As you can imagine, this put an awful lot of pressure on myself dealing with a baby as well. I have come to realise that no matter how dedicated the partner is, they can’t do this by themselves. Michael was given 24/7 care, 24 hours before he passed away. This isn’t acceptable.
What I would like to see in place is the following:
- A greater amount of care must be available where there is a high level of dependency.
- Care staff need to be fully trained and have the right attitude.

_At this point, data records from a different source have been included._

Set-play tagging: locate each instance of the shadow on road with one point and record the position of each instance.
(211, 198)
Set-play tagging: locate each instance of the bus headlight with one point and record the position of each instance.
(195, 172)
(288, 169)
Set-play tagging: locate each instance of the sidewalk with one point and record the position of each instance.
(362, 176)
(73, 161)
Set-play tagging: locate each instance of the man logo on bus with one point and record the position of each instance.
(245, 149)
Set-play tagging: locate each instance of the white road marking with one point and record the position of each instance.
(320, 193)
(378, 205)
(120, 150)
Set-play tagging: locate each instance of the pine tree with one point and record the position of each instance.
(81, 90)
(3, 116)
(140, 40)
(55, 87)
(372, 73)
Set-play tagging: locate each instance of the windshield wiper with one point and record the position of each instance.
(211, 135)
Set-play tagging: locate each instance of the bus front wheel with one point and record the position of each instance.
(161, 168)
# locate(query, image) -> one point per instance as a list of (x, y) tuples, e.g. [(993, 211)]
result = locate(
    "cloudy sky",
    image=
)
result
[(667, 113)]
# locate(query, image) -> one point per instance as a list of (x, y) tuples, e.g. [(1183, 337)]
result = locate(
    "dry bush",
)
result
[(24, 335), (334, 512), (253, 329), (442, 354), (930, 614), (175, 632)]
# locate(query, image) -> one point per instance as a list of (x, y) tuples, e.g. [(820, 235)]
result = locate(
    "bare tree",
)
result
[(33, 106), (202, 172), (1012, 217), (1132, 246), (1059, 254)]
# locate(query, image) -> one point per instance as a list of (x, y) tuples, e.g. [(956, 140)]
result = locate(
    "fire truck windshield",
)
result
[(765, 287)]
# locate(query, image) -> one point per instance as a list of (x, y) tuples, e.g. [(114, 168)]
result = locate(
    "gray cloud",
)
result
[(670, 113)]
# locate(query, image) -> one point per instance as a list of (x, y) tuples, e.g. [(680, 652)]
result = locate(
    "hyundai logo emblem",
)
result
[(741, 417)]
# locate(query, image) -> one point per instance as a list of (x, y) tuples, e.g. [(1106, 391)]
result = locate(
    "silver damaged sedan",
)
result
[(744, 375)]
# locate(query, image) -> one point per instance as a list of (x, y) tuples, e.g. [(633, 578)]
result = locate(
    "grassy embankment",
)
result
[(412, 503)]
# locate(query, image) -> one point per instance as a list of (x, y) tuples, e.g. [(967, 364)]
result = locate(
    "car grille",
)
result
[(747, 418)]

This also applies to hospices.
- There is no specialist care home to deal with MND, locally or nationally at present.
Tracy Smith, wife of Michael Smith
Foreword by Deven Ghelani
Policy in Practice was founded to make the welfare system simple for people to understand and to improve policy by bringing voices from the frontline into the policy development process.
It is a real privilege for Policy in Practice to have been able to work on this report and share Tracy’s experience with policymakers, in order to improve others’ experiences of the welfare and care systems.
I had the great privilege of going to school with Michael Smith, where he was known as ‘Mickel’ on the football pitch and whenever he was joking around, which was most of the time.
This report is dedicated to Michael, his wife Tracy and their daughter Sienna.